Either way, she has lost perspective. Either way, it is all about herself. Either way, there is no way she should be the Democratic nominee for president.

(Cross-posted from The Reaction.)

  

5 Comments

  1. Now, a cynic might suggest that Scaife, ever the partisan, wants Hillary to win because she is the weaker candidate
    ——————–

    Obama is BY FAR the weaker candidate against McCain. The Repubs know this. They're more than happy to see him get the nom if he gets it.

    Obama will be damn lucky to win five states. He's definitely heading for McGovern-Mondale territory history-wise.

  2. By far the weaker candidate? I'd say the Republicans themselves are unsure of who would be the weaker candidate. And I'm not sure how you can say with such confidence that Obama would get blown out. Five states? I think you're delusional.

  3. Michael Stickings said: “I'd say the Republicans themselves are unsure of who would be the weaker candidate.”

    I suspect you are right. A few months ago, Obama and HRC both had the GOP quaking in its boots…now they are looking at the big guns the Democrats have given them in each hand, and wondering which is the more vulnerable target.

    However, three more months of this, and who knows what the landscape will look like?

  4. “However, three more months of this, and who knows what the landscape will look like?” asked Marlowecan.
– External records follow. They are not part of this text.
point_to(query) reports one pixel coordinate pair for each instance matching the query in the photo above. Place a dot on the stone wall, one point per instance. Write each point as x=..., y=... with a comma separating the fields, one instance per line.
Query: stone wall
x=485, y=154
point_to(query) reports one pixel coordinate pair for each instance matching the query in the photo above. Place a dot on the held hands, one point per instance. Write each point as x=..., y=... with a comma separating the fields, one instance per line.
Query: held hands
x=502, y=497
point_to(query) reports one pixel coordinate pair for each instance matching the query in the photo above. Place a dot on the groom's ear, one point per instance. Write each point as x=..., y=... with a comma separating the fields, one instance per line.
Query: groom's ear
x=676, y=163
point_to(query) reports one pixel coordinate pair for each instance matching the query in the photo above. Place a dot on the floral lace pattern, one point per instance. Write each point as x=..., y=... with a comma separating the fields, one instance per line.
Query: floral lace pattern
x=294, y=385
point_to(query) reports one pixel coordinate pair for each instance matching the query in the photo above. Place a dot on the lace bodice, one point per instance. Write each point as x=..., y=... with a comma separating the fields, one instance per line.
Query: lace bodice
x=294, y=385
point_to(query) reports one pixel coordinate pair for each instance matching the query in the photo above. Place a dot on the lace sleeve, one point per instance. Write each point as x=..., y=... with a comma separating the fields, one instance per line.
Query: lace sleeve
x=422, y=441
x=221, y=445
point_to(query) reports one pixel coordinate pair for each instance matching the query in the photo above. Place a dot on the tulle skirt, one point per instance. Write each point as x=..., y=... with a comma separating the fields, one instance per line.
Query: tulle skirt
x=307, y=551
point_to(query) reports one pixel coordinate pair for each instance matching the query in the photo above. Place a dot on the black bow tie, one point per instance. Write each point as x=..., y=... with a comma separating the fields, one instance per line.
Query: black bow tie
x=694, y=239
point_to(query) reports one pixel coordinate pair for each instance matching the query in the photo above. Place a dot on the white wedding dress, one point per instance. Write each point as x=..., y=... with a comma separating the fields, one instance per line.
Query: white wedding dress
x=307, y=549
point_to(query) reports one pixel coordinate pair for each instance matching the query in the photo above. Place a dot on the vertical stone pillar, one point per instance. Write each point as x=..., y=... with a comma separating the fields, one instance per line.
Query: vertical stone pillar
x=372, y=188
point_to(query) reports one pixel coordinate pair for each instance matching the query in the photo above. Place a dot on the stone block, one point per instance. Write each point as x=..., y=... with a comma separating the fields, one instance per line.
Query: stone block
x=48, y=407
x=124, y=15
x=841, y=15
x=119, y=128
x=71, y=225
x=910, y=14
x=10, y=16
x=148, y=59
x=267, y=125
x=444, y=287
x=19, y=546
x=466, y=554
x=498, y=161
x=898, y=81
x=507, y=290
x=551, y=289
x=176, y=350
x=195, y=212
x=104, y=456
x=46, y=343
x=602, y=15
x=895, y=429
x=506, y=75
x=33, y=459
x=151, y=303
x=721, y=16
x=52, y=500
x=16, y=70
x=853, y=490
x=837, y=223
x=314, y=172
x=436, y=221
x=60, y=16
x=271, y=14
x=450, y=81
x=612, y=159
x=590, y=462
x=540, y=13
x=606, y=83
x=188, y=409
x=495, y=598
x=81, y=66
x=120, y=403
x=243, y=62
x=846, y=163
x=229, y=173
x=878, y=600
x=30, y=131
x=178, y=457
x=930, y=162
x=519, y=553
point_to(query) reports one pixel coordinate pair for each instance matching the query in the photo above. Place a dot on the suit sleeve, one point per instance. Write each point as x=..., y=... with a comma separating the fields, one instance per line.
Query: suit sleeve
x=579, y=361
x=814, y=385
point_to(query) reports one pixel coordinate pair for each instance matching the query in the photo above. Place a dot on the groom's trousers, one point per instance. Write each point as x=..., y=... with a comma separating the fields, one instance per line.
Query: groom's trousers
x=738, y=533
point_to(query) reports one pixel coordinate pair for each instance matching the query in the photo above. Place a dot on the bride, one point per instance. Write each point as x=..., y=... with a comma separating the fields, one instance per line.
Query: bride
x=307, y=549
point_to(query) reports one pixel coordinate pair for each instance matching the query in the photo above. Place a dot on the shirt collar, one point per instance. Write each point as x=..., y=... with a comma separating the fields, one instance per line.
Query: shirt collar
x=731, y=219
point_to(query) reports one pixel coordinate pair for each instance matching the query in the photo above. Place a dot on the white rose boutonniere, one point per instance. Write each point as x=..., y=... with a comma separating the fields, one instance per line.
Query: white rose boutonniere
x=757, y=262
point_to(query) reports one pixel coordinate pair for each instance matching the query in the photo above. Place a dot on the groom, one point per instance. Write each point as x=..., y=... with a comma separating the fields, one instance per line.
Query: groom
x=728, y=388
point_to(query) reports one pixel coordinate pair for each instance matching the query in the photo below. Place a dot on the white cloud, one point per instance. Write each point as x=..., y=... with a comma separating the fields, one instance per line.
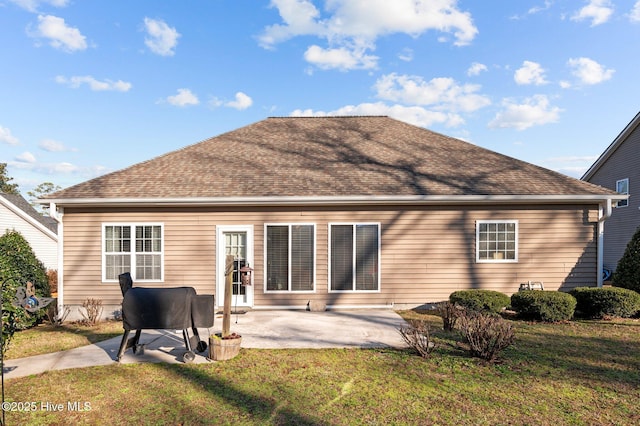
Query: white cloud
x=411, y=114
x=530, y=73
x=183, y=98
x=351, y=27
x=7, y=137
x=589, y=71
x=441, y=93
x=634, y=16
x=242, y=101
x=26, y=157
x=162, y=39
x=537, y=9
x=598, y=11
x=534, y=111
x=406, y=55
x=60, y=36
x=32, y=5
x=51, y=145
x=341, y=58
x=476, y=68
x=95, y=85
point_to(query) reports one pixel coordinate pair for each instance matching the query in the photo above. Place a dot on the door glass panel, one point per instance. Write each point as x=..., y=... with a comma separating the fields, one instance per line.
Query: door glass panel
x=236, y=245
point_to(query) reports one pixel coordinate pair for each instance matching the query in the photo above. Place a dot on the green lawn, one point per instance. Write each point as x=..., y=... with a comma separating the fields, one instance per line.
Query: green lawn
x=576, y=373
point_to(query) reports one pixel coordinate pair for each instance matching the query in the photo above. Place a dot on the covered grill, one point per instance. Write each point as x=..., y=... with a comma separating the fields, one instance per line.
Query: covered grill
x=178, y=308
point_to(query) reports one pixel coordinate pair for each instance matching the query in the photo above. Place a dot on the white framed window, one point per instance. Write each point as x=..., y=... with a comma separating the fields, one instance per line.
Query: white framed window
x=137, y=248
x=290, y=257
x=622, y=187
x=354, y=257
x=497, y=241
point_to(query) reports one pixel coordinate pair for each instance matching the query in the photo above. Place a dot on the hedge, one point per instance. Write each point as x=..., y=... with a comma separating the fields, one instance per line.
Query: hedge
x=548, y=306
x=605, y=302
x=480, y=300
x=627, y=273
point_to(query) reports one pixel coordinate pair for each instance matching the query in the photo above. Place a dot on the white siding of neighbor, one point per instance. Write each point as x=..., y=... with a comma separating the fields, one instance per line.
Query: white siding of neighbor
x=624, y=163
x=42, y=241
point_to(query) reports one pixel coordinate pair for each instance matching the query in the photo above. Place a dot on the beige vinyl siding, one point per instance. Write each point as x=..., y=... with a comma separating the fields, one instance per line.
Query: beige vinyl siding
x=622, y=164
x=426, y=252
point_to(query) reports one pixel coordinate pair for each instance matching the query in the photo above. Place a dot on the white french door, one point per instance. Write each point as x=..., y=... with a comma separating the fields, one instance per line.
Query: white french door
x=238, y=242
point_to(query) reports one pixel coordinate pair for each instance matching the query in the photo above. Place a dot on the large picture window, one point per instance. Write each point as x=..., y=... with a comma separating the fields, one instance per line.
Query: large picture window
x=497, y=241
x=290, y=257
x=622, y=187
x=133, y=248
x=354, y=257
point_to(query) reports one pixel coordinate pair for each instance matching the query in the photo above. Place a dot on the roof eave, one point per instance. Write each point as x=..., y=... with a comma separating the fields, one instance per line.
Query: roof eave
x=331, y=200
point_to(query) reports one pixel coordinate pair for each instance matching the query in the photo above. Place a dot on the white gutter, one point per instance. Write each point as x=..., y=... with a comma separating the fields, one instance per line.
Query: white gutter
x=604, y=213
x=57, y=213
x=332, y=200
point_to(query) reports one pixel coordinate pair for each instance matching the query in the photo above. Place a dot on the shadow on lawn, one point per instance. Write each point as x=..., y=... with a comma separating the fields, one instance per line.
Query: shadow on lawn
x=249, y=406
x=608, y=359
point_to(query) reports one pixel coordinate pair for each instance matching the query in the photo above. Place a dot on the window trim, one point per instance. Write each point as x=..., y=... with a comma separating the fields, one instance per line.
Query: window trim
x=329, y=254
x=315, y=259
x=516, y=241
x=133, y=253
x=626, y=202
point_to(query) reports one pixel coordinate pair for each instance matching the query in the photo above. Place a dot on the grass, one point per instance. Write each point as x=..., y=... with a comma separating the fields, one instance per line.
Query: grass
x=574, y=373
x=46, y=338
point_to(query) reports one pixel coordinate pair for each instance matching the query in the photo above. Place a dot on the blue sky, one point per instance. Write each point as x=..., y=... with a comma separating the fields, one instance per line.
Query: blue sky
x=90, y=87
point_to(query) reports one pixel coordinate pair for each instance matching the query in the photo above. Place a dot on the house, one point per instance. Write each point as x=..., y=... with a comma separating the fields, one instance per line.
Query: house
x=618, y=168
x=40, y=231
x=339, y=211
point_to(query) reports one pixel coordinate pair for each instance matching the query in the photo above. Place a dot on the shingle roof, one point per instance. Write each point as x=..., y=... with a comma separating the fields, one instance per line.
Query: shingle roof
x=22, y=204
x=329, y=156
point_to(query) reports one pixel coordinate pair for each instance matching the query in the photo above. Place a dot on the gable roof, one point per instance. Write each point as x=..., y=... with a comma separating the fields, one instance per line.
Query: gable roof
x=328, y=158
x=22, y=208
x=612, y=147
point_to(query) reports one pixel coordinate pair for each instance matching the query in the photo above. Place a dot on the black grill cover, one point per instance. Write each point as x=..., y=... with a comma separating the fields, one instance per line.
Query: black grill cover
x=157, y=308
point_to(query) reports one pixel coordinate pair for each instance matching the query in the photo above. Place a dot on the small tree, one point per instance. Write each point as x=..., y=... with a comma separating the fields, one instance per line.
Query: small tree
x=19, y=265
x=5, y=185
x=40, y=191
x=627, y=274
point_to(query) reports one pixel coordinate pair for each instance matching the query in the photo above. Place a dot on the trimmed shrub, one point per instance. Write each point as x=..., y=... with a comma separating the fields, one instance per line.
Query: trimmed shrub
x=627, y=273
x=486, y=333
x=418, y=336
x=548, y=306
x=449, y=313
x=480, y=300
x=606, y=302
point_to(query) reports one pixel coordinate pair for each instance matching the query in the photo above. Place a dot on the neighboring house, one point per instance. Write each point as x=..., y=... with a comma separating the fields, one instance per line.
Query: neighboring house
x=618, y=168
x=40, y=231
x=342, y=211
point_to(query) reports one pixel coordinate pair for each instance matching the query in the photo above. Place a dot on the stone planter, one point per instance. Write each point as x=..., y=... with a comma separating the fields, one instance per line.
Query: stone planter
x=222, y=349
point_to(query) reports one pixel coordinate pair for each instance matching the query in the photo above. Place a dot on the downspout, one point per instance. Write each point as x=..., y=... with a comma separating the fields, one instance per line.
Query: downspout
x=57, y=214
x=604, y=213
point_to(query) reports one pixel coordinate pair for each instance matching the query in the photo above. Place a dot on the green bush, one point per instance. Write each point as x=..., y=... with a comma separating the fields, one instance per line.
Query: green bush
x=548, y=306
x=627, y=273
x=480, y=300
x=18, y=265
x=605, y=302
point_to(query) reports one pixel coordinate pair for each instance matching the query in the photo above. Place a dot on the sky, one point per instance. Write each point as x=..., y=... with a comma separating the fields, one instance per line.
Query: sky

    That's exactly the right question to ask. The minute-by-minute polls are doing more than taking the pulse of the public. They affect and skew our ability to make reasoned assessments: the more frequent the polls, the more narrow our range of vision.

    Polling is a profitable business, and it's a feeding tube nourishing the personlity and sensation driven methodology of the media. Just think how much fun time can be spent 'analyzing' poll resutls, ones that change daiily so that there is never a break in the source material.

    In the meantime, real events at home and abroad go underreported.

  5. One man's 'anything to win' is another man's 'reaching out to the other side'.

    So many advocate talking to our enemies abroad, but talking to our enemies at home is apparently scandelous. Where is the logic in that?

    More and more I come to think that our problems with a polarized Congress are only reflecting what a polarized public wants them to be.